Recentemente, o país ficou a saber que “até 2030 mais de metade dos professores vão reformar-se”. Como em tantas áreas da nossa sociedade, confrontados com um facto temos duas opções: ver no facto um problema ou encontrar uma oportunidade. Estamos perante uma grande oportunidade.

Os dados da aposentação de professores resultam de um estudo do Conselho Nacional de Educação (CNE), “Regime de seleção e recrutamento do pessoal docente da educação pré-escolar e ensinos básico e secundário”, apresentado recentemente no Parlamento: cerca 52 mil professores – num total de 90 mil – poderão reformar-se nos próximos 10 anos. Ou seja, mais de 57% dos professores atuais já não estarão a lecionar a partir de 2030. Só no Pré-Escolar, os dados apontam para 73% de saídas por aposentação.

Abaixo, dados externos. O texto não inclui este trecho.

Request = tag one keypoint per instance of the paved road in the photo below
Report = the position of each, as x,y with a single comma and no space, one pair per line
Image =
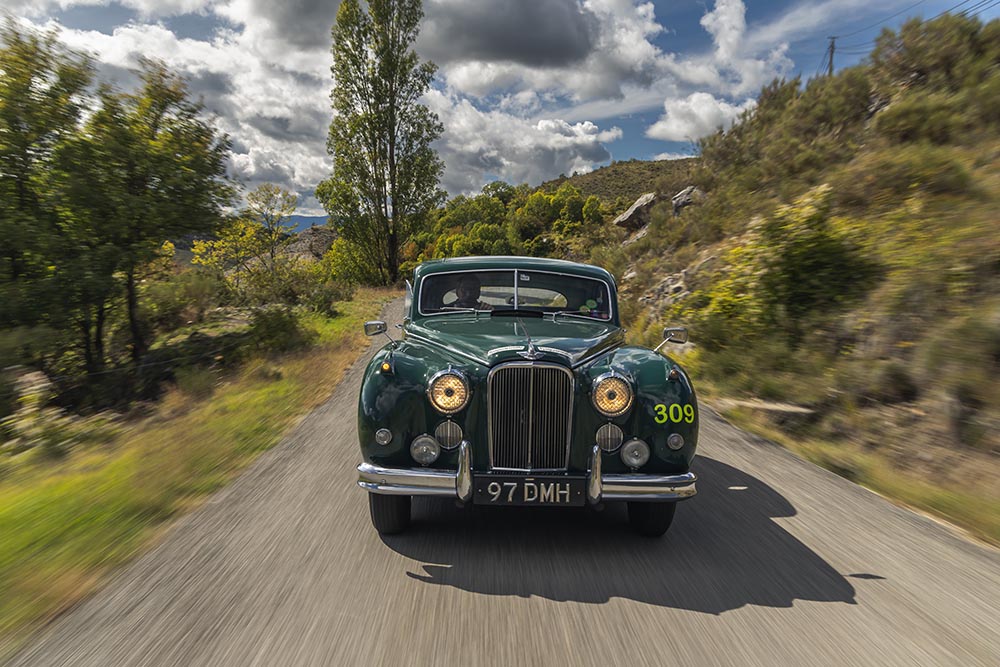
776,562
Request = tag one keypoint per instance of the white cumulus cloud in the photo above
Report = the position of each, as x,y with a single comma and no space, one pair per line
695,116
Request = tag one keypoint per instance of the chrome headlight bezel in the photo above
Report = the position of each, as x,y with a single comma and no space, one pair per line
465,385
595,387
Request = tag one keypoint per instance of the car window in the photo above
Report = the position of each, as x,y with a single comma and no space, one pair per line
542,291
482,290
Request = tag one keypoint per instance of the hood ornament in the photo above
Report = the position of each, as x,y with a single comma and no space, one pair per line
532,352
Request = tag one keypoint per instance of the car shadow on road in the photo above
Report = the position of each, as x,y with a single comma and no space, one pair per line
723,551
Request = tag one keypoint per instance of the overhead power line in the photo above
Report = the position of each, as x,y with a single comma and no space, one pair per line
978,8
877,23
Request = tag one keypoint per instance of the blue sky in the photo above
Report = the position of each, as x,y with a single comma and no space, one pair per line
526,89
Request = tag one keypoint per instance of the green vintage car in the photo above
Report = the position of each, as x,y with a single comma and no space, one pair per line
512,385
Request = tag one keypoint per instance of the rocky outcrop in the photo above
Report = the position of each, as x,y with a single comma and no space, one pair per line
672,287
312,243
686,197
637,215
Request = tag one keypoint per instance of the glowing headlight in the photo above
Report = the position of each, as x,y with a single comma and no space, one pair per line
448,392
612,395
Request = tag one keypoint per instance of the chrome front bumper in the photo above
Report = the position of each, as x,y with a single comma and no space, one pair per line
458,484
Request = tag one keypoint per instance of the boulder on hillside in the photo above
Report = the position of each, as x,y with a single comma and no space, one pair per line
689,195
638,213
312,243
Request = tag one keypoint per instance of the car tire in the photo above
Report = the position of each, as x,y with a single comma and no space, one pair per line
390,514
651,519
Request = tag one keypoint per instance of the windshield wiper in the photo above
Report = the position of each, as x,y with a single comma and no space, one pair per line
460,309
573,313
514,312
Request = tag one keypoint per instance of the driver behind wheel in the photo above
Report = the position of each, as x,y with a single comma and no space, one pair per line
468,291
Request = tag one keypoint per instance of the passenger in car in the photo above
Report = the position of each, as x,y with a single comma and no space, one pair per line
468,291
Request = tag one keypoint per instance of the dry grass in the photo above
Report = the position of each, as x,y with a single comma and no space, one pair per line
65,525
972,507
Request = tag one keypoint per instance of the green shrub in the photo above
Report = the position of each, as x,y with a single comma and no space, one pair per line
197,382
883,177
278,329
182,298
39,427
920,117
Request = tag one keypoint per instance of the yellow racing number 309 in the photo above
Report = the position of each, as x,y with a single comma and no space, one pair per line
675,413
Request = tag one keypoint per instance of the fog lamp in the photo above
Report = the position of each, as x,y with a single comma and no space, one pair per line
635,453
449,434
612,395
609,437
424,449
448,391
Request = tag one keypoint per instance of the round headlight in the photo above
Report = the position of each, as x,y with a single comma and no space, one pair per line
612,395
448,392
635,453
425,450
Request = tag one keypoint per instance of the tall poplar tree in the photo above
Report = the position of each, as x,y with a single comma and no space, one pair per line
385,172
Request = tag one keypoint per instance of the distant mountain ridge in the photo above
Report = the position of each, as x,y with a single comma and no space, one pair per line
303,222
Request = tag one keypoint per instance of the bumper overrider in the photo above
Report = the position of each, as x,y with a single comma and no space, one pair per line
458,483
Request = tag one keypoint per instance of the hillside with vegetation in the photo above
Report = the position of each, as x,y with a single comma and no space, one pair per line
841,277
847,261
623,181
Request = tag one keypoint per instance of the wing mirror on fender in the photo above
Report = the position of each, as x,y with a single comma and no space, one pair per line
673,335
375,327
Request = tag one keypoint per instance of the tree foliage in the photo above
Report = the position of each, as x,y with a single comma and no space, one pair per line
385,172
247,251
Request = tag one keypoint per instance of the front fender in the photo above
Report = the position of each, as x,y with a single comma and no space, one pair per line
657,411
397,400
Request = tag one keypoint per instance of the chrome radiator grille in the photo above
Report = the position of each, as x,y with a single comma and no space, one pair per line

Os professores são fundamentais numa sociedade desenvolvida, apostada em aumentar as qualificações das novas gerações. São imprescindíveis, e a sua motivação, vontade e dedicação aos alunos será ainda mais importante num contexto crescente de digitalização, de tecnologização, robotização, inteligência artificial e da necessidade pedagógica de adaptar as escolas aos desafios de um mundo em mudança. Tal exigirá dos professores constante formação, adaptação e aprendizagem.

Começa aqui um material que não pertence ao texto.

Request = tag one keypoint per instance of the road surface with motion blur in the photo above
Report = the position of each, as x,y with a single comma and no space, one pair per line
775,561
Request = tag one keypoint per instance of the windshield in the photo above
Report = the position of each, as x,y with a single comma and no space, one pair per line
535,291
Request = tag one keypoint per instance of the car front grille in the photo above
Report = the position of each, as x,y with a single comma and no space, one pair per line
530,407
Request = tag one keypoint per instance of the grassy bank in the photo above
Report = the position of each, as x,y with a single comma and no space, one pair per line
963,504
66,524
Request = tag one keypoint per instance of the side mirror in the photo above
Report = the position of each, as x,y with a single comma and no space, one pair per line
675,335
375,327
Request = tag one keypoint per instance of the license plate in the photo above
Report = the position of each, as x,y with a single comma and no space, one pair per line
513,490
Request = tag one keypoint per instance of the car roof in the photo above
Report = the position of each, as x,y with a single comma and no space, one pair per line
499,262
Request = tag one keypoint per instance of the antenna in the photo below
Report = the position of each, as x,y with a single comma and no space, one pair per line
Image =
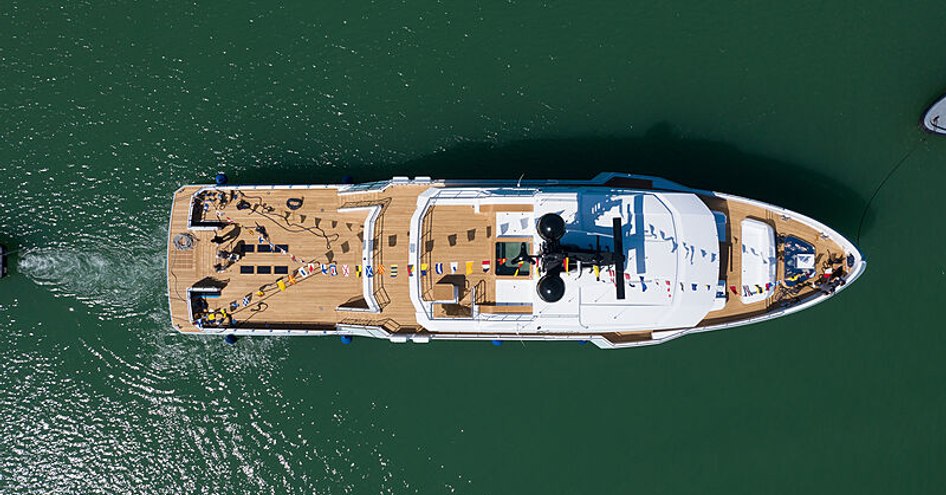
618,256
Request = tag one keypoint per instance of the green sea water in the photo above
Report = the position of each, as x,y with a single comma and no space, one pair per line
107,107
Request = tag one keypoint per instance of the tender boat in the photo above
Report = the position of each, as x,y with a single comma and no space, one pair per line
935,118
619,260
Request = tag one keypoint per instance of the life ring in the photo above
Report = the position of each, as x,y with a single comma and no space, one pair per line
183,242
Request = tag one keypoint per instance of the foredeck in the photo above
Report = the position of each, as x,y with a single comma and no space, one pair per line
828,254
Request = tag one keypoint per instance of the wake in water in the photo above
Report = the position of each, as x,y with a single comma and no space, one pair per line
124,281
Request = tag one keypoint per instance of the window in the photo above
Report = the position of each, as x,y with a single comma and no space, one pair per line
506,252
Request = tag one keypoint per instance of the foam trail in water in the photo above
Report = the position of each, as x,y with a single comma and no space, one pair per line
123,281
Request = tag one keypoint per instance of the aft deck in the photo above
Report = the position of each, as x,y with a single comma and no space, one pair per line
326,231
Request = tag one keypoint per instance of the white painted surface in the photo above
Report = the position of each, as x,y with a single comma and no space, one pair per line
519,291
758,260
515,223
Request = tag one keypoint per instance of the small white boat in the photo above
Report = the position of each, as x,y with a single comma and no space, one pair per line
935,118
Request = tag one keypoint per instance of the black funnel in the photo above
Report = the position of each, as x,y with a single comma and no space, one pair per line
551,287
551,227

Ora, o mesmo estudo do CNE revela que a atratividade da profissão está a diminuir: “em termos de oferta e procura de cursos de mestrado nas áreas de formação para a docência, (…) assinala-se uma descida progressiva. Em termos de alunos inscritos, registou-se uma diminuição de cerca de 50% entre 2011/2012 e 2017/2018.” Associado a este fator, a realidade indica-nos também que hoje os melhores alunos não desejam ser professores.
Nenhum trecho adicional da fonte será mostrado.